Justice minister defends Manitoba's enforcement of COVID-19 measures
Manitoba’s justice minister is defending the government’s enforcement of public health orders.
“Where compliance isn’t happening, we will be there,” Cameron Friesen told reporters Monday after question period.
Responding to questions and concerns over what some see as a lack of enforcement of repeat offenders, Friesen argued the government’s measures are the most significant regime for COVID-19 of any province.
He pointed out more tickets were handed out in the most recent enforcement report – a total of 33 for various violations – compared with the week prior.
“Enforcement is significantly up compared to the week before,” Friesen said. “In tickets, in Quarantine Act violations, business tickets, failure to self-isolate.”
Under Manitoba’s current public health orders, proof of vaccination is required to dine in restaurants and to go to bars or pubs and attend some other events.
It’s also required to attend services at places of worship — people who aren’t vaccinated can only attend if capacity limits are put in place.
“The numbers that can attend are significantly reduced when you have unvaccinated people attending,” Friesen said. “Far greater numbers in attendance if you’re demonstrating that you are vaccinated.”
It’s an area critics argue the government needs to improve on to crack down on repeat offenders who flagrantly disobey and defy health orders.
“We know the government has to do a better job at ensuring folks are adhering to the public health measures,” said Nahanni Fontaine, the NDP’s justice critic.
Dougald Lamont, leader of the Manitoba Liberals, said most businesses are doing their part, pointing to the case of a Progressive Conservative MLA who left a South Osborne restaurant after failing to show proper proof of vaccination.
Lamont instead stressed the importance of being vaccinated.
“For almost anyone it is not okay to not be vaccinated,” he said.
Coleen Gibson, who lives in Transcona, said she dines in restaurants three or four times a week and masks up and prepares to provide proof of vaccination anytime she enters.
“I think they’re doing pretty well with it,” said Gibson. “They’re actually asking for people’s ID and they’re really making sure everybody does show their ID.”

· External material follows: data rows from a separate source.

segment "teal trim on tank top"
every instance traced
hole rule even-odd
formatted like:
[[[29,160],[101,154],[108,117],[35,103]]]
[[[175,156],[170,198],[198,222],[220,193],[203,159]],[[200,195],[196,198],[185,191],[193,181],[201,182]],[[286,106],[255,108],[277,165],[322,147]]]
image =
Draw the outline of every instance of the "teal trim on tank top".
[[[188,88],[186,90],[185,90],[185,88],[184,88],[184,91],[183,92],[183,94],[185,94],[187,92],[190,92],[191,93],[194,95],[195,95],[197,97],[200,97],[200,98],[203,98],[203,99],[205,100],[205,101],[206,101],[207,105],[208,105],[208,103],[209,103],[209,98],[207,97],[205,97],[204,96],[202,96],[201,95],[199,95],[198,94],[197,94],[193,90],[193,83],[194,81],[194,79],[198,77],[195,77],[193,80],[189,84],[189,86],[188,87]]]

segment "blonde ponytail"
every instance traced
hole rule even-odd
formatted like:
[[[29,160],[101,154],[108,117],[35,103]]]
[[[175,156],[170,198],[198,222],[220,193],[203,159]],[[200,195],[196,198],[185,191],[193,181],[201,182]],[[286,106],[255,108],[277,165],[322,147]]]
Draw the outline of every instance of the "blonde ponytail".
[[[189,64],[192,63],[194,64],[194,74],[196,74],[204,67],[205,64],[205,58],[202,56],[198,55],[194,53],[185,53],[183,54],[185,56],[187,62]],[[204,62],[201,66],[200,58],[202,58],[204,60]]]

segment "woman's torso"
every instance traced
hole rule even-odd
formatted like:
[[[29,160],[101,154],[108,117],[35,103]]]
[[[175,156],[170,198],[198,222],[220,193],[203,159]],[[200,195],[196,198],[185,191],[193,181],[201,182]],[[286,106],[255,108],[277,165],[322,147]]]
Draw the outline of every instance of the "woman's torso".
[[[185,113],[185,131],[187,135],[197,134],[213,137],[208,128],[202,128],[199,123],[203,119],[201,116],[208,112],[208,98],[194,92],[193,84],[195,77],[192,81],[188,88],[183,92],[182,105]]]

More than 2,300 tickets totalling more than $3.3 million have been issued since April 2020 but data released a year later showed less than 10 per cent of the fines at that time had been collected.
Gibson said if she entered a business that wasn’t following the rules, her response would be simple.
“I would say, ‘sorry I cannot stay at your restaurant,” she said.
A spokesperson with Manitoba Justice said tips on alleged violations are regularly investigated and credible reports are followed up on.
The department said there are more than 3,000 enforcement officials throughout the province who educate businesses and ensure compliance.